Reviews: reviews of exhibitions, events or publications (maximum 500 words, without footnotes, or 950 words, with one or two footnotes maximum). You can find guidelines for reviews here: https://esse.ca/en/publishing-guidelines

3. With the exception of the expressed consent of Les éditions Esse, the writer agrees to submit a previously unpublished, original text.

4. All articles are reviewed by the Editorial Board, which reserves the right to accept or refuse a submitted article. Selection criteria are based on the quality of the analyze and writing, the relevance of the text in the issue (in regards to the theme) and on the relevance of the chosen artworks and artists. Selection of articles may take up to 6 weeks after submission by the writer. The Board’s decision is final. A refused text will not be re-evaluated.

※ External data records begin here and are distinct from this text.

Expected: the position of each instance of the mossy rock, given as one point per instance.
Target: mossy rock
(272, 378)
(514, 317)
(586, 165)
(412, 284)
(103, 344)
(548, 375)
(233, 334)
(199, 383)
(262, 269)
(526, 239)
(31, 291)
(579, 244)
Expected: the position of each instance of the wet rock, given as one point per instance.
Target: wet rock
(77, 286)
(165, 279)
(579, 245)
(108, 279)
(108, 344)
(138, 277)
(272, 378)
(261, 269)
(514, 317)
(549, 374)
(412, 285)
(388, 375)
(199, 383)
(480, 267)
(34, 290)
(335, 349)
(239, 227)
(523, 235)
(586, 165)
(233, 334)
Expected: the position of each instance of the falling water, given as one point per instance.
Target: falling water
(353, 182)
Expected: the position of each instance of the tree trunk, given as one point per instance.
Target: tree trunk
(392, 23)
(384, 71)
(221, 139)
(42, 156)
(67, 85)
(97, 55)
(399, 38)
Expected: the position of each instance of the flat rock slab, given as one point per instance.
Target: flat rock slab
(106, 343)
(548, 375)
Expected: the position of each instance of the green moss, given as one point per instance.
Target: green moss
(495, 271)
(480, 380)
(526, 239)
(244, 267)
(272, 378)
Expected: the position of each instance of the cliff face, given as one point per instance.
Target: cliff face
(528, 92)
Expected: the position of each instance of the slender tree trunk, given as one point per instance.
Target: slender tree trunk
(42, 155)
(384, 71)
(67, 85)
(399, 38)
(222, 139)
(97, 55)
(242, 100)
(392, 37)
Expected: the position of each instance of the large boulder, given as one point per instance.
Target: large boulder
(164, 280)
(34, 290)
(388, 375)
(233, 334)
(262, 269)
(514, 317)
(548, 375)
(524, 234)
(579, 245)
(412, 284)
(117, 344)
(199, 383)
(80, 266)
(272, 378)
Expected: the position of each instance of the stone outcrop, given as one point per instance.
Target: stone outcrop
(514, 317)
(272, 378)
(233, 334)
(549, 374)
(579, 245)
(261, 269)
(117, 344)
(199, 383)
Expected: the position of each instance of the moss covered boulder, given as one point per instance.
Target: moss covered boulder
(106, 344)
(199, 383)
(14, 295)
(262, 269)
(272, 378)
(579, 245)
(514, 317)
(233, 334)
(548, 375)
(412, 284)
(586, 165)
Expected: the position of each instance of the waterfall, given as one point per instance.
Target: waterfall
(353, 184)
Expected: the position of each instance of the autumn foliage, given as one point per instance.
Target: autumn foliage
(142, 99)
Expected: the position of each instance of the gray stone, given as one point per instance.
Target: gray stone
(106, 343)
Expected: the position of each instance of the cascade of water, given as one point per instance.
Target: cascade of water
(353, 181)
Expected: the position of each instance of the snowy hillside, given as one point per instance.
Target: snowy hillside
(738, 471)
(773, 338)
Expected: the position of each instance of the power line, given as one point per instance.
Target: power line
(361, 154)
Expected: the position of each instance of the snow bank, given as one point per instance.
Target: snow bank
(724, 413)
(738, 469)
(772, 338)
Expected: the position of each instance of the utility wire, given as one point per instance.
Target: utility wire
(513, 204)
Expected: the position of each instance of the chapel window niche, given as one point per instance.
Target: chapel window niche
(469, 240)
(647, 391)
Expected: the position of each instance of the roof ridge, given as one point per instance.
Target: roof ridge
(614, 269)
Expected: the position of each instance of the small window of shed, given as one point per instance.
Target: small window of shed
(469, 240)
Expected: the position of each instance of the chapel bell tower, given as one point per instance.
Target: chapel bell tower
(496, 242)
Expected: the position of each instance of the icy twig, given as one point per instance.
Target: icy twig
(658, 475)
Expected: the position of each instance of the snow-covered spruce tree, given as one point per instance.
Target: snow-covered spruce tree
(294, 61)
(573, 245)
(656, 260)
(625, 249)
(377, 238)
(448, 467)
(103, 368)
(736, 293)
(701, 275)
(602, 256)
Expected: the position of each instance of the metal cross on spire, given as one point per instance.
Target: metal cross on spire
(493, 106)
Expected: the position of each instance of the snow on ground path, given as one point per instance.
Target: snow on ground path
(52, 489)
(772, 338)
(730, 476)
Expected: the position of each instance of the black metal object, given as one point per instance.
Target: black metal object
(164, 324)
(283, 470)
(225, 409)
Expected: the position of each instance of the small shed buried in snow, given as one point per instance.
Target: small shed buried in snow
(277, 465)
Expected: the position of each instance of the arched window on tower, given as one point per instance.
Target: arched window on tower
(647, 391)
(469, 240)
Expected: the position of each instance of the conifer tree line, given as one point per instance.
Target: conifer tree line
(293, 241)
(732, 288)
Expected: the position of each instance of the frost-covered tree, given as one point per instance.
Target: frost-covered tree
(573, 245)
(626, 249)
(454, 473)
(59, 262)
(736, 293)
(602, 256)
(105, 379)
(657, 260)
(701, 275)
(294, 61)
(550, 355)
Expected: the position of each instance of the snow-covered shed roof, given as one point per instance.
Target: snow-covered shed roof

5. With the exception of the expressed consent of the Board, the Board does not consider articles that may represent a potential conflict of interest between the writer and the content of the article (i.e., a text written by the curator of an exhibition).

6. The writers whose pieces are selected commit to format their text according to the typographic standards of Esse, following the guidelines sent to them with the publishing contract.

7. With the respect to the vision and style of the writer, the Board reserves the right to ask for corrections and modifications to be made to ensure overall clarity, and coherence of an article.

8. Conditionally accepted articles will be up for discussion between the writer and the Board.

If changes are requested by the Board, the writer will have 15 (fifteen) days to carry these out.

9. All costs of typographical correction of the author's text shall be borne by Esse except the author's corrections, if applicable, which shall be borne by the author.